Pilpa : Progexa juge le 2e PSE inadapté

Le cabinet d’expertise Progexa, mandaté par le comité d’entreprise (CE) de la société carcassonnaise Pilpa, dont la maison mère R&R Ice Cream veut arrêter l’activité de fabrication de crèmes glacées depuis l’été 2012, a rendu ses conclusions concernant le nouveau plan de sauvegarde de l’emploi (PSE), ce 25 avril. Le cabinet, qui a déjà examiné le premier PSE, annulé en justice, estime que la fermeture du site carcassonnais n'est toujours pas justifiée économiquement. « Elle juge que le site est économiquement viable », indique le CE qui qualifie ce PSE de « bidon » et qui entend à nouveau le faire casser en justice. Le rapport de Progexa dénonce la faiblesse des propositions faites aux salariés, un périmètre inadapté à l’échelle du groupe, l’absence de réorganisation sociale des autres sites français pour les 80 reclassements (8 prévus au premier PSE), l’inadéquation des postes proposés au reclassement, des déclassements et des salaires inférieurs de 15 à 26 % aux salaires moyens en vigueur à poste égal. « Le rapport de Progexa pointe aussi la limite de la légalité des licenciements effectués depuis 2012 pour des motifs personnel et faute grave au regard du montant des indemnités. Au fil du temps on perd des compétences. Les conditions de travail sont de plus en plus tendues », explique le CE.

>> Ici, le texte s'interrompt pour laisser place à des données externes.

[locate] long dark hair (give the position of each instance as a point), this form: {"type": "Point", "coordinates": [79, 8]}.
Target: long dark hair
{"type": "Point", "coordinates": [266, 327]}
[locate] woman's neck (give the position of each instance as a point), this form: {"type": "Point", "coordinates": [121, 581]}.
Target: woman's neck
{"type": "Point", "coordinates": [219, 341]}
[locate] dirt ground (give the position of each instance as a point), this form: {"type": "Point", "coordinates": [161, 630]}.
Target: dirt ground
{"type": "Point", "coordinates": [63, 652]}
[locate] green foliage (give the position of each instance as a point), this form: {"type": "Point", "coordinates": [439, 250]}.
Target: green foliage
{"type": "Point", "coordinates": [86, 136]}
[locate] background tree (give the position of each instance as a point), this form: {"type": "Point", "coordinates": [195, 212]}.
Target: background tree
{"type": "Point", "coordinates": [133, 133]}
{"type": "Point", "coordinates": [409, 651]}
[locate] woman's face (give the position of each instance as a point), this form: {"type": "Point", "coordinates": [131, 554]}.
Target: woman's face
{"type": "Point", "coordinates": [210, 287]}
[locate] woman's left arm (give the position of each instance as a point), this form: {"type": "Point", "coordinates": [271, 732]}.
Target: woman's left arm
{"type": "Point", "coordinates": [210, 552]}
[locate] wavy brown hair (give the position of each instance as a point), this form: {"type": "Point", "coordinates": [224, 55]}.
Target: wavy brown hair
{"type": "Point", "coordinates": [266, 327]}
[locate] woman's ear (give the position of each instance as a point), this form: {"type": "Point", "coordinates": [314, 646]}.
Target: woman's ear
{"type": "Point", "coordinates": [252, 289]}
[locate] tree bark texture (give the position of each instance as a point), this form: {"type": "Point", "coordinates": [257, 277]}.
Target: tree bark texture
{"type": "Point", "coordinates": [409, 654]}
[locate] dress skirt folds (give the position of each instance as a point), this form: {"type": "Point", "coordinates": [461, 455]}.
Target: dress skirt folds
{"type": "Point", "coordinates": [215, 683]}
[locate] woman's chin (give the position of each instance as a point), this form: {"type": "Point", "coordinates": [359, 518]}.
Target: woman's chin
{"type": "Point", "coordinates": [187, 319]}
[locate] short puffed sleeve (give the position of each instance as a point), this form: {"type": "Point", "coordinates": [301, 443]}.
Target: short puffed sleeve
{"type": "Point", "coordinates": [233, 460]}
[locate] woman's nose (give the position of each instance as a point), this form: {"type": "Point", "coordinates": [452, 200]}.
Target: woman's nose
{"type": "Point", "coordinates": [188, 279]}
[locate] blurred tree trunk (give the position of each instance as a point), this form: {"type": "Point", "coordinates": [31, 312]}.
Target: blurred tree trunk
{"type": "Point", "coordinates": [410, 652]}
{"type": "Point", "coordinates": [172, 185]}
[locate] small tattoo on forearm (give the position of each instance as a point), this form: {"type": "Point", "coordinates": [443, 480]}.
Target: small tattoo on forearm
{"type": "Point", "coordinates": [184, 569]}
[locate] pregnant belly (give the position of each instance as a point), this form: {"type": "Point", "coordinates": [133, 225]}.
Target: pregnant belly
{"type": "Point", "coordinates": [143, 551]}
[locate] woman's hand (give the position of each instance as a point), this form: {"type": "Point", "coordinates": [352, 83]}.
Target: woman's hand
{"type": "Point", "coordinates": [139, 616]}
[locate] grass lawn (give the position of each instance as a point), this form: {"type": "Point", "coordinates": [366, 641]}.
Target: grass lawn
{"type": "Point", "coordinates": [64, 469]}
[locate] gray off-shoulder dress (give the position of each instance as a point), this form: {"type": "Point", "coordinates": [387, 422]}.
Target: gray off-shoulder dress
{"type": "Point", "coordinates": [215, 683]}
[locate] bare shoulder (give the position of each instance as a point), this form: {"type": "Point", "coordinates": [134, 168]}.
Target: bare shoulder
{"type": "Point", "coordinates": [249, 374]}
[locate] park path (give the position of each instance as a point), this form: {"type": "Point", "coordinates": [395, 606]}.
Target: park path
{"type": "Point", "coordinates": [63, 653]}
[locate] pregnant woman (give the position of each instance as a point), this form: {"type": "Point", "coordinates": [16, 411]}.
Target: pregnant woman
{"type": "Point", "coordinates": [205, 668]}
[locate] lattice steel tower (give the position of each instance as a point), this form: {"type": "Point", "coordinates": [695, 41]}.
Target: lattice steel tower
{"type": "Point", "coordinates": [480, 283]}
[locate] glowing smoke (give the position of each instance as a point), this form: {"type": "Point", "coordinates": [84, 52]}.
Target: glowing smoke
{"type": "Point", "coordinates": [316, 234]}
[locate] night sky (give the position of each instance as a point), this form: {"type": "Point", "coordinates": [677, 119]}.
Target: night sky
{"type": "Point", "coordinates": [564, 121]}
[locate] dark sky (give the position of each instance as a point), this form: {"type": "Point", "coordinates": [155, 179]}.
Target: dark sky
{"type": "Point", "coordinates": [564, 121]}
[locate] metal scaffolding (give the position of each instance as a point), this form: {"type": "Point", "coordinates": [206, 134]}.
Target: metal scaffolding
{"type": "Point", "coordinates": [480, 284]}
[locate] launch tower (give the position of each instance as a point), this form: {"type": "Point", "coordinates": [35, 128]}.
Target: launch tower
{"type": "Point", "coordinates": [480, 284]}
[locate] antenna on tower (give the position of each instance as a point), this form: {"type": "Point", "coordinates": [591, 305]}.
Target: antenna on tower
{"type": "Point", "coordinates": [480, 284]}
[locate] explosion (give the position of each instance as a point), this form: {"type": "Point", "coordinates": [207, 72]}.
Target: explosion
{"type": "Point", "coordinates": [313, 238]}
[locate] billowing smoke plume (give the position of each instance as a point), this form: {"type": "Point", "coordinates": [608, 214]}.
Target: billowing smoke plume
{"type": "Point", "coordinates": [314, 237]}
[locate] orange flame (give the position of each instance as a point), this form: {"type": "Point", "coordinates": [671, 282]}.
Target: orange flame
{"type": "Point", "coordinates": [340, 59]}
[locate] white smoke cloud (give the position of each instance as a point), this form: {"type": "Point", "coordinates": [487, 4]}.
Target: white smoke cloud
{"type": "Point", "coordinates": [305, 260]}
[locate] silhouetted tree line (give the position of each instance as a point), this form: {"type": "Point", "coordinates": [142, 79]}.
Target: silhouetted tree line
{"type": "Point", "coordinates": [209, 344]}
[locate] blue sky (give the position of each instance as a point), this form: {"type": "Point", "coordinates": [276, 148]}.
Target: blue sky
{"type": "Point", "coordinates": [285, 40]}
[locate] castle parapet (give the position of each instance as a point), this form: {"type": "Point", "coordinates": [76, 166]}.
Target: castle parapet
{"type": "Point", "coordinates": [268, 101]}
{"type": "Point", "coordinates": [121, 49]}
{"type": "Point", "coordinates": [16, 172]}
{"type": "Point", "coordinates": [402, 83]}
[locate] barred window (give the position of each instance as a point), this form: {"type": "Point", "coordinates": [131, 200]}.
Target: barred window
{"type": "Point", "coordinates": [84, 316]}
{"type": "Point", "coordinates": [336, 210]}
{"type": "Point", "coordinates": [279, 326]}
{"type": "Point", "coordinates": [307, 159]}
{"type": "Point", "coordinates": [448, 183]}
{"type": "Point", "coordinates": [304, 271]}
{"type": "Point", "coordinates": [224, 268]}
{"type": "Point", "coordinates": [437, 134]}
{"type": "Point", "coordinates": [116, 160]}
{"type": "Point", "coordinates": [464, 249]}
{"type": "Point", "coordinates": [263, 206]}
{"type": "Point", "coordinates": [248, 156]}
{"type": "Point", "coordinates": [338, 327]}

Divergence d’évaluation du coût du PSE
Alors que la direction estime le coût du second PSE à 7,8 M€, Progexa l’évalue à 2,6 M€ « montrant ainsi la volonté du groupe d’envisager des licenciements massifs plutôt que des reclassements. » Dans un communiqué, la direction considère que « ce rapport est déconnecté de la réalité économique » et « regrette que les conclusions du rapport entretiennent des contre-vérités et retardent la mise en place de solutions d’emplois et de revitalisation du site ». La troisième réunion pour le PSE se tiendra le 16 mai prochain.
Le projet de Scop avance
« Pour monter notre projet alternatif, nous avons besoin de temps », indique le CE. Les salariés envisagent de monter une SCI pour acquérir les biens et les terrains et d'y adjoindre le projet de Scop pour rester dans la crème glacée. « La Scop serait une petite structure pour des circuits courts avec les producteurs locaux. Nous travaillons avec l’Urscop, et allons mandater le cabinet Abso Conseil pour faire une étude de marché financée par la Région L.-R. et le conseil général de l’Aude. D’ici fin mai, on devrait avoir un pré-projet à présenter », poursuit le CE, qui demande à l’agglomération de Carcassonne, dans le cadre de sa compétence économique, de préempter le terrain. La Ville doit aussi intervenir, car elle a le pouvoir juridique de faire aboutir cette opération de préemption.